Reputation: 352
I have a json response and I want to simplify this json data with recursion and reduce. I write a function put i stuck at this point. I want to remove all data element and create a new object without data name.
My json data is like this
[
{
"city": {
"data": {
"id": 649442,
"country_id": 54,
"state_id": 682,
"city_name": "Prague",
"state_name": "Praha"
}
},
"country": {
"data": {
"id": 54,
"data": {
"country_name": "Czech Republic",
"short_country": "CZ",
"olympic_code": "CZE"
}
}
}
}
]
And my function is here:
function normalizeData(object) {
return Object.keys(object).reduce((finalObject, objectKey) => {
if (object[objectKey] && object[objectKey].data) {
finalObject[objectKey] = object[objectKey].data;
if (Array.isArray(finalObject[objectKey].data)) {
finalObject[objectKey] = object[objectKey].data.map(item => {
return normalizeData(item);
});
} else {
finalObject[objectKey] = normalizeData(object[objectKey].data);
}
} else {
finalObject[objectKey] = object[objectKey];
}
return finalObject;
}, {});
};
At the and I am still getting data object. So where am I making mistake. Or is there a better way to do this?
Upvotes: 2
Views: 4557
Reputation: 352
I found my mistake. I have an array on top of the object :) so I fixed the code like this.
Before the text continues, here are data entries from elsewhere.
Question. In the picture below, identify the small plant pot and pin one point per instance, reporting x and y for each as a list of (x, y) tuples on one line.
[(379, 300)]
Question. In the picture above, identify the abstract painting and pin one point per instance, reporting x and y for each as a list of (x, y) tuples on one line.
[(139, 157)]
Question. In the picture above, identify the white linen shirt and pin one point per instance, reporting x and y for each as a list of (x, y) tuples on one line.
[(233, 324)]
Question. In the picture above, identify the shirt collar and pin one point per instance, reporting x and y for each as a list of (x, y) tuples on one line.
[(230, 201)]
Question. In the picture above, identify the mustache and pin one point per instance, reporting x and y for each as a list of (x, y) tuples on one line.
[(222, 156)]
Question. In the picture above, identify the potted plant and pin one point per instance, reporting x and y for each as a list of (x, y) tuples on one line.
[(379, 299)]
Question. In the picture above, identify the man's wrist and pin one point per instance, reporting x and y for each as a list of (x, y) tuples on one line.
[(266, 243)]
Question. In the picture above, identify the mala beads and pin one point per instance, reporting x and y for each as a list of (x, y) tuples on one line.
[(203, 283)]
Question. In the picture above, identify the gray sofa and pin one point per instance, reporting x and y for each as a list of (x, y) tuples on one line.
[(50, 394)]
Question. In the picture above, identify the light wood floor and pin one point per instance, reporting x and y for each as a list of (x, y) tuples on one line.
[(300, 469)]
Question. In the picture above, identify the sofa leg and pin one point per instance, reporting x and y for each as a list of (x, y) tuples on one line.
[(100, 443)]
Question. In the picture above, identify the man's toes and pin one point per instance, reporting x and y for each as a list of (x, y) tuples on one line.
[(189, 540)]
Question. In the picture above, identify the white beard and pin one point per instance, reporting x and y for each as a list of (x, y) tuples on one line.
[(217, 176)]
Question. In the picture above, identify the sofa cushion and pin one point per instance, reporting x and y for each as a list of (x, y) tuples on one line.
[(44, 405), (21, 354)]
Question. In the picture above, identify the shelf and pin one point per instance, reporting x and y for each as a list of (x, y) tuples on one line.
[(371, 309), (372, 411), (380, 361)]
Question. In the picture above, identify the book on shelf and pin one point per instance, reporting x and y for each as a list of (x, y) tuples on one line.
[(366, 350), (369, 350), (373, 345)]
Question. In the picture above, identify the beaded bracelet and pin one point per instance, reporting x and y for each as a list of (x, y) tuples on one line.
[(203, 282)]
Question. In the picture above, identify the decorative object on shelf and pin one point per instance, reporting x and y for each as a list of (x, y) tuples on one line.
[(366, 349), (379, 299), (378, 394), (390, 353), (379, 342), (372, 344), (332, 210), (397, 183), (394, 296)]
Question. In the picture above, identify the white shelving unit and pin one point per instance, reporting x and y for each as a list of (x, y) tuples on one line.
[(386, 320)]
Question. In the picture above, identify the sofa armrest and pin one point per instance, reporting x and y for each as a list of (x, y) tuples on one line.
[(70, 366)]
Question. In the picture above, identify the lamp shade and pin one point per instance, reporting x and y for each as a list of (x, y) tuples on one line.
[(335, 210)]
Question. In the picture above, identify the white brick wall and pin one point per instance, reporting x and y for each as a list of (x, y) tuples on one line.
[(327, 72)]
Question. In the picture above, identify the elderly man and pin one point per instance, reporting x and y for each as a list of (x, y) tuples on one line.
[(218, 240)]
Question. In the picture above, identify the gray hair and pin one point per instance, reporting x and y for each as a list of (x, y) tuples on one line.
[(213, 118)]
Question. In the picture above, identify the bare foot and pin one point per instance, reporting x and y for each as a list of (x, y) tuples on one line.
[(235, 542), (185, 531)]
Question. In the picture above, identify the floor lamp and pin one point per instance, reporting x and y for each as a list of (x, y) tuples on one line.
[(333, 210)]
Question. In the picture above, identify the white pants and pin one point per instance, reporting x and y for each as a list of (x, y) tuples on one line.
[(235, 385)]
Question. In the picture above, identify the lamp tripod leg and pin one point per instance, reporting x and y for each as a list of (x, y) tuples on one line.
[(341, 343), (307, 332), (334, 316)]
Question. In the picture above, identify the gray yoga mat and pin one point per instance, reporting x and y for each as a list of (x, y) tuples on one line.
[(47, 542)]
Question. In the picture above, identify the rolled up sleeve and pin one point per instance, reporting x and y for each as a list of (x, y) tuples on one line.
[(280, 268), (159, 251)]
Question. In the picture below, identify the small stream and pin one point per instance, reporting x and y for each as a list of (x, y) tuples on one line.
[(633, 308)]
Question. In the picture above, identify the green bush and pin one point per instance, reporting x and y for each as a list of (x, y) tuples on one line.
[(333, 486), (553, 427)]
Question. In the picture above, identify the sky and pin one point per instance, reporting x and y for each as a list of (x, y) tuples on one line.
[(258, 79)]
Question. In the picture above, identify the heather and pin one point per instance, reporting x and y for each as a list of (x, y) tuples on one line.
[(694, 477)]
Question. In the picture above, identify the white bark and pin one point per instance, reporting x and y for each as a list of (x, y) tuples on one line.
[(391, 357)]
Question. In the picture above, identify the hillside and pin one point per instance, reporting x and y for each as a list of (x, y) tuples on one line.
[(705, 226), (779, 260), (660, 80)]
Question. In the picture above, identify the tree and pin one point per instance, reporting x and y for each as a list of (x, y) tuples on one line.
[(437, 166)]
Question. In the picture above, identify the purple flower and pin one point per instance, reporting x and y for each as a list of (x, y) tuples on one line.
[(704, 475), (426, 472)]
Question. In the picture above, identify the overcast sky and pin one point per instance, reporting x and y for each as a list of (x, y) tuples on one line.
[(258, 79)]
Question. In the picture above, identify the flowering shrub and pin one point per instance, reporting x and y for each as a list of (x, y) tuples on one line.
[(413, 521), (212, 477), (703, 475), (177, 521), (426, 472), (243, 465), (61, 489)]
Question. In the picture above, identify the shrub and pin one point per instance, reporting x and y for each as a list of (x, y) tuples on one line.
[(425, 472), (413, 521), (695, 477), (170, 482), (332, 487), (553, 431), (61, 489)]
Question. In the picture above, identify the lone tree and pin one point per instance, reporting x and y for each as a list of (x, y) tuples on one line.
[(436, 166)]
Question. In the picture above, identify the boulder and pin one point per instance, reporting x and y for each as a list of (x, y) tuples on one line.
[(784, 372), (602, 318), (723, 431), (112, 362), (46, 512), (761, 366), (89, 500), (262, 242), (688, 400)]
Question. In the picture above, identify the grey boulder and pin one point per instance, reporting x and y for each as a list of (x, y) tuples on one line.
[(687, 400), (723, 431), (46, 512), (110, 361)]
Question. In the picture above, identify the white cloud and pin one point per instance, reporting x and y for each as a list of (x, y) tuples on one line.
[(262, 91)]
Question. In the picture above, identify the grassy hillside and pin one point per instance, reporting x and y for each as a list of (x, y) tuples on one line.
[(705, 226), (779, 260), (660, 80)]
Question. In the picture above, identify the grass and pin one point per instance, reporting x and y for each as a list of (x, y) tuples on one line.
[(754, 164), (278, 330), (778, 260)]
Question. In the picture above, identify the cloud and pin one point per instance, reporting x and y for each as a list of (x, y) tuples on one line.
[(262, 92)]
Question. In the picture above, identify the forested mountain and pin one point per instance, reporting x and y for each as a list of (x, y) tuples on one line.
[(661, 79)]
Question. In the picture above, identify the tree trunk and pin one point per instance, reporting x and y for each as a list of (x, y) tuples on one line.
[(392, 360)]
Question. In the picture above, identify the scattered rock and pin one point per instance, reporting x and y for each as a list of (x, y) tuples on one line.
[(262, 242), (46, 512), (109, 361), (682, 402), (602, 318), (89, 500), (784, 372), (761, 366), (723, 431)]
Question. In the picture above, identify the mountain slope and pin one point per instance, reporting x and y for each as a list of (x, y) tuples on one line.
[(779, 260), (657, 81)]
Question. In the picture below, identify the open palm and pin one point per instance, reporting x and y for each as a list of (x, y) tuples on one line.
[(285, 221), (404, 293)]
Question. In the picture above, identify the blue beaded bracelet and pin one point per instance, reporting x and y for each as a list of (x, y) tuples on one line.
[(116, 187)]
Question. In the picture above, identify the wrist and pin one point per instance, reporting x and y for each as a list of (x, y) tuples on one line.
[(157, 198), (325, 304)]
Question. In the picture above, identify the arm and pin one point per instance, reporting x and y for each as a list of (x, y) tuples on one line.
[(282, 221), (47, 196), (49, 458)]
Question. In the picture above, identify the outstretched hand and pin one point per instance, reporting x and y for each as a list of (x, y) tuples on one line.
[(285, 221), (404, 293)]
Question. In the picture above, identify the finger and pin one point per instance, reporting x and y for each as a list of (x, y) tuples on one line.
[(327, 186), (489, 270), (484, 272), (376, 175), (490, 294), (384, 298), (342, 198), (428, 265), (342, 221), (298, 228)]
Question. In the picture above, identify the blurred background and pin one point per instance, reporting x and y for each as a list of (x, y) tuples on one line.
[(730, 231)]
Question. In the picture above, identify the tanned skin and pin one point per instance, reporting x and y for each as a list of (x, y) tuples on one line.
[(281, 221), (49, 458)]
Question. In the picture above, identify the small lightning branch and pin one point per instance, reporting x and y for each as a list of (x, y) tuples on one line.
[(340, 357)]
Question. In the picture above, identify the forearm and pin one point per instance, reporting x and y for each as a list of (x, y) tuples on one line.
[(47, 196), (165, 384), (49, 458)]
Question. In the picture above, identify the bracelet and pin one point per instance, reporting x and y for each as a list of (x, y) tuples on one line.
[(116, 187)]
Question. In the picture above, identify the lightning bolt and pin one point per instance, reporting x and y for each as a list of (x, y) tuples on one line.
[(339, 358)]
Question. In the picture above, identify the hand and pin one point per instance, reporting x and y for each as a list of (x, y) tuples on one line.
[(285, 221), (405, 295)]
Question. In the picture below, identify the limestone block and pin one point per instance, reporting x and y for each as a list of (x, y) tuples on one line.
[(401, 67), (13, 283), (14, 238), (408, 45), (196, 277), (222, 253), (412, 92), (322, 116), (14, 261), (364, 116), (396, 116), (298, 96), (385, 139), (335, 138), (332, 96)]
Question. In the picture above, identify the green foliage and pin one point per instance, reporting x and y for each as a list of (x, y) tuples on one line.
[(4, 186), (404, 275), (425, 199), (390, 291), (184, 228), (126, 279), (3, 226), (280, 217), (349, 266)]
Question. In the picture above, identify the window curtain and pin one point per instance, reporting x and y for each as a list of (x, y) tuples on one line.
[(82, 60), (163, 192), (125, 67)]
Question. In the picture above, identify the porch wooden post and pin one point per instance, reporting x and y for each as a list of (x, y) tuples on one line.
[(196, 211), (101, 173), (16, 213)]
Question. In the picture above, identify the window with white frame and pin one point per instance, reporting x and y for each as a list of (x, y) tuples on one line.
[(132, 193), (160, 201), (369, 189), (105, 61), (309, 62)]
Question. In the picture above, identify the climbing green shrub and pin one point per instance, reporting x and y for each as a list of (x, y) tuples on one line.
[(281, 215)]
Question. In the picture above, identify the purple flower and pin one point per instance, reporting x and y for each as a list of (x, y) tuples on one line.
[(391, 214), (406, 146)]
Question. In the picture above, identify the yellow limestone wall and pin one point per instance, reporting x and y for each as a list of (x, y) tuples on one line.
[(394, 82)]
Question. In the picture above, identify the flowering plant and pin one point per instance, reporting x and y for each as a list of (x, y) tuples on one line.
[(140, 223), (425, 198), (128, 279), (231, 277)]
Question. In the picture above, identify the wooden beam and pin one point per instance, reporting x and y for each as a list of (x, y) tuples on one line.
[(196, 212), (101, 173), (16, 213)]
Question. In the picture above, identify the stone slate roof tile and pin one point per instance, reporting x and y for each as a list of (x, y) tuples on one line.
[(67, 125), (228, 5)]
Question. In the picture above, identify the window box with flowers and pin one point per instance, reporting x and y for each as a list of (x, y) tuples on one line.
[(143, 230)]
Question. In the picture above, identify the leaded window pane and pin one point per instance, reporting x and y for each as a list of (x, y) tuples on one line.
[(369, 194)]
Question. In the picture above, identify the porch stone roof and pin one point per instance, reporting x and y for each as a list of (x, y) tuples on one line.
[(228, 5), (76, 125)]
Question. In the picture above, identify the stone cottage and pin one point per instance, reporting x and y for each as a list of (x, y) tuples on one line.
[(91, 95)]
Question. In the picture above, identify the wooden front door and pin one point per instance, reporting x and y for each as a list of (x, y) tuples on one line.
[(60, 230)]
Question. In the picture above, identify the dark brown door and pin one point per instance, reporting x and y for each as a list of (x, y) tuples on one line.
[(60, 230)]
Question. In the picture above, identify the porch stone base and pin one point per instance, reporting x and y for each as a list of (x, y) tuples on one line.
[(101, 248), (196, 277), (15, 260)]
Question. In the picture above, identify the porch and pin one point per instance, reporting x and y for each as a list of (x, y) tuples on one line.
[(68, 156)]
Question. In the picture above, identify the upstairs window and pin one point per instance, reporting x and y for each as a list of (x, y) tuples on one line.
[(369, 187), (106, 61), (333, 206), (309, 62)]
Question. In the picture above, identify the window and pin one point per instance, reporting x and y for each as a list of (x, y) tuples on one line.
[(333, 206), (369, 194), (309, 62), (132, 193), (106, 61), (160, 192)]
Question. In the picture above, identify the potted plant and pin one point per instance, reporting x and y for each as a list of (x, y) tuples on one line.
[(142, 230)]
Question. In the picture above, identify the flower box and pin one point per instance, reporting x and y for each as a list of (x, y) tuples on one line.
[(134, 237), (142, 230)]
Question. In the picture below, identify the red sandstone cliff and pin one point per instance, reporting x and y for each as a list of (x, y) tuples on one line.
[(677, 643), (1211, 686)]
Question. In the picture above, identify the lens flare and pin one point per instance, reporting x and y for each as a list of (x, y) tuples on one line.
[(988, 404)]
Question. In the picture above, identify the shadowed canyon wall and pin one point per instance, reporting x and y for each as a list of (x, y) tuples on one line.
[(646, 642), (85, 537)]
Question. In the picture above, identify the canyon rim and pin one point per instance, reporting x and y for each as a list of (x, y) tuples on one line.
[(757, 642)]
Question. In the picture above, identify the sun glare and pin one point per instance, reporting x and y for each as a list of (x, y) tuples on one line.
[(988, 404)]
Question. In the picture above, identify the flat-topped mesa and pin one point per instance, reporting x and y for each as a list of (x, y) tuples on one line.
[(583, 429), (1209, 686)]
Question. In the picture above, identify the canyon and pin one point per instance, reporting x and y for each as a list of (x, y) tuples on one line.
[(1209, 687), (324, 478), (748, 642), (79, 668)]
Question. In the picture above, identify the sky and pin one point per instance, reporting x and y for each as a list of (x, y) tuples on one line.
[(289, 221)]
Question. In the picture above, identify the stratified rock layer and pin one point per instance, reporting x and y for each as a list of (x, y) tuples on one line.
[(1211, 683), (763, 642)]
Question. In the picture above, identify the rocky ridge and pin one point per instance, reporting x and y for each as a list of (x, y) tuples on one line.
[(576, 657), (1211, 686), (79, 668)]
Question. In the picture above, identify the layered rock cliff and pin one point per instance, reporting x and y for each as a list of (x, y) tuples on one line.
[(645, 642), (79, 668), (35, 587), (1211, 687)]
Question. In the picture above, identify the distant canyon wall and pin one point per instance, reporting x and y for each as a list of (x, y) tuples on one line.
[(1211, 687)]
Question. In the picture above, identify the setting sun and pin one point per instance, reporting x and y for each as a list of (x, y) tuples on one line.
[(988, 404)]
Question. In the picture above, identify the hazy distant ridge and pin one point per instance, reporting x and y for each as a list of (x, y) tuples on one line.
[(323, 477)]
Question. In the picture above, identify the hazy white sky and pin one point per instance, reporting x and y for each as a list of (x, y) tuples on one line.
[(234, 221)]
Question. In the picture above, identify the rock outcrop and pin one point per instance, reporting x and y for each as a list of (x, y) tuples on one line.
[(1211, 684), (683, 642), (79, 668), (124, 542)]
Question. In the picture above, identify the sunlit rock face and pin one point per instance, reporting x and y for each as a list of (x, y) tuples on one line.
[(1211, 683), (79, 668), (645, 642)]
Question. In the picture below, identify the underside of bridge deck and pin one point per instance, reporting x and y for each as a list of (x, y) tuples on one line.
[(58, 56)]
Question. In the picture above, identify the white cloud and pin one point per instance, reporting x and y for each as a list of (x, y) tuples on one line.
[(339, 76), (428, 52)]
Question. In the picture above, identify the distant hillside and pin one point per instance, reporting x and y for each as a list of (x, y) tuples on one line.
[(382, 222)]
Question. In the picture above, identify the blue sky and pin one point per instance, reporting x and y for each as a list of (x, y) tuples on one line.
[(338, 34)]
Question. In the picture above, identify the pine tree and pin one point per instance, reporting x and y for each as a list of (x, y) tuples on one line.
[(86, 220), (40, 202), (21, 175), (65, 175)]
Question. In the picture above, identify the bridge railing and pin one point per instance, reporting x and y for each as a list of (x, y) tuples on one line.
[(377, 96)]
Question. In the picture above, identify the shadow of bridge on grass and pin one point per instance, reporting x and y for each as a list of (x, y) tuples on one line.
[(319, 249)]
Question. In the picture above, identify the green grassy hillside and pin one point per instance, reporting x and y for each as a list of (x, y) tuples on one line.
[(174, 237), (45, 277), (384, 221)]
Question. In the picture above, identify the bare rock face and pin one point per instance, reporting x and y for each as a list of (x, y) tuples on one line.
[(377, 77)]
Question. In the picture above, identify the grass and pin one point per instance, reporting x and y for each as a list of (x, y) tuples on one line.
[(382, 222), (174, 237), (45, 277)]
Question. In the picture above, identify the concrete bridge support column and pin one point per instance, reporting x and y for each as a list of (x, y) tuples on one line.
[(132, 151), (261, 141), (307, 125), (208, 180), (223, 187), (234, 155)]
export function normalizeData(object) {
return Object.keys(object).reduce((finalObject, objectKey) => {
if (object[objectKey] && object[objectKey].data) {
finalObject[objectKey] = object[objectKey].data;
if (Array.isArray(finalObject[objectKey].data)) {
finalObject[objectKey] = object[objectKey].data.map(item => {
return normalizeData(item);
});
} else {
finalObject[objectKey] = normalizeData(object[objectKey].data);
}
} else {
finalObject[objectKey] = object[objectKey];
}
return finalObject;
}, {});
}
export function normalizeArray(array) {
return array.map(object => {
return normalizeData(object);
})
}
Upvotes: 0
Reputation: 4968
This is a solution without reduce()
, that checks if the object properties are not inherited (hasOwnProperty()
), and does a recursion for each property that is an object itself. It the property key is data
, then all the values get copied to the parent object and the data
key gets deleted from the object afterwards. This is where it gets tricky because the data
object can have a data
property itself, so this has to be checked and a double recursion needs to be applied.
var jsonStr = `{
"city": {
"data": {
"id": 649442,
"country_id": 54,
"state_id": 682,
"city_name": "Prague",
"state_name": "Praha"
}
},
"country": {
"data": {
"id": 54,
"data": {
"country_name": "Czech Republic",
"short_country": "CZ",
"olympic_code": "CZE"
}
}
}
}`;
var jo = JSON.parse(jsonStr);
function normalize(obj) {
for (var key in obj) {
if (obj.hasOwnProperty(key)) {
if (typeof obj[key] === 'object') {
if (key === 'data') {
// check if data object also has a data property
if (obj[key].hasOwnProperty('data')) {
// double recursion
normalize(obj[key]);
normalize(obj);
}
else {
// copy all values to the parent
// (only if they don't exist in the parent yet)
for (var subKey in obj[key]) {
if (obj[key].hasOwnProperty(subKey)
&& !obj.hasOwnProperty(subKey)) {
obj[subKey] = obj[key][subKey];
}
}
// remove the data key
delete obj[key];
}
}
else {
// recursion
normalize(obj[key]);
}
}
}
}
}
normalize(jo);
console.log(jo);
you can use a deep extend to create a copy of the object first and return that one, if you don't want the function to modify the input.